Introduction
In this project, I decided to discover patterns in the housing prices of California. Using a dataset of the housing prices in California’s districts, I aimed to use clustering to identify if there were any separating features within the dataset. I used k-means clustering to group the districts based on their population, prices, and house descriptions.
Clustering
K-means clustering is a method of clustering that uses quantitative data to identify patterns by creating groups of similar data-points. The model creates k amount of clusters based on the value of your choosing. After choosing your number of clusters, the model establishes centroids that act as the center of the clusters. The model then goes through your data and assigns each point to its most similar centroid. The model repeats this process until the data points stop moving.
The Dataset
https://www.kaggle.com/datasets/camnugent/california-housing-prices
This Kaggle dataset contains information about housing districts within California. The features include the median house age, the total amount of rooms, the total amount of bedrooms, the population, the total number of households, the median income, the median house value, and location information.
Data Understanding
To check for collinearities, I created a correlation matrix of the dataset’s features. The matrix showed that features such as total rooms, households, and population all had high correlations, but I decided that these features had information that couldn’t be dropped. The matrix also showed that the locational information, such as longitude and latitude, had high correlation with one another. I decided to drop these features because I felt the location of the district would interfere with any insights. If we were to group the districts with location, the districts would just be placed into clusters based on their physical distance from each other.
Data Preprocessing and Modeling
First, I dropped the longitude, latitude, and ocean proximity from the dataset. I did this to remove the physical distance of the districts from being a factor, and because ocean proximity was not a quantitative feature. Next, I found the average amount of rooms and bedrooms of each district by dividing the total amount of rooms and bedrooms by the total amount of households and added them to the dataset. I did this so that the dataset would have more information on individual houses within the district.
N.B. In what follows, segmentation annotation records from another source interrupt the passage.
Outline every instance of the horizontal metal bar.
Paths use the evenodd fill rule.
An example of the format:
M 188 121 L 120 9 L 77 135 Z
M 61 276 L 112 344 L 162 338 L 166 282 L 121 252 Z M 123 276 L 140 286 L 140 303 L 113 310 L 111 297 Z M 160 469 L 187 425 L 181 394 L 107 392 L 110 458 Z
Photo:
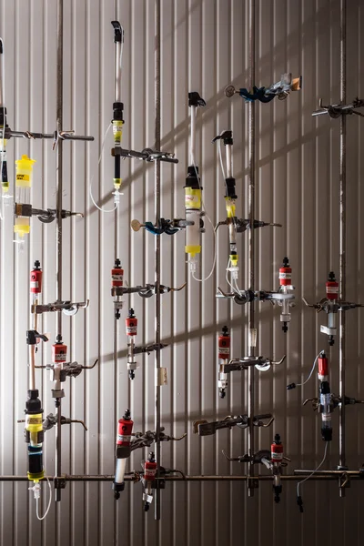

Then, I normalized the dataset so that outlying districts wouldn’t affect the model negatively. Afterwards, I checked the data for any null values and dropped the bedroom features because they had null values. I dropped these features instead of replacing the null values because I felt that the room features gave enough information about the rooms within a house. Finally, I applied PCA to summarize the features, and to make the modeling more efficient. To choose the number of components for PCA, I plotted the explained variance against the number of components. This led me towards choosing 2 components for PCA because it was the lowest amount of components with a sufficient amount of explained variance. After the preprocessing, I ran the k-means model with different amounts of clusters and used the elbow method to choose k. I also used the different amounts’ silhouette score to make sure I choose a sufficient k. Using the elbow method and silhouette scores, I chose 2 clusters for the model.
Model Insights
Once the model assigned each district its cluster, I created boxplots for each of the features separated by the clusters. The boxplots showed that the first cluster had districts with older houses, as well as districts with lower populations and households. Conversely, the second cluster had newer houses and a higher population with more households. There were very slight differences between each cluster’s income and house value.
Impact
Using this model, we could easily identify the housing needs of each district within California. Districts that fall within the first cluster could be classified as districts that need housing built. Building more houses within these districts could result in the population of each district being distributed more evenly, but this model fails to determine whether this is actually plausible. Theses districts could have conditions that restrict the building of houses, and this model is unable to determine those conditions. The upside to this model is that it allows us to narrow down the amount of districts that need new housing.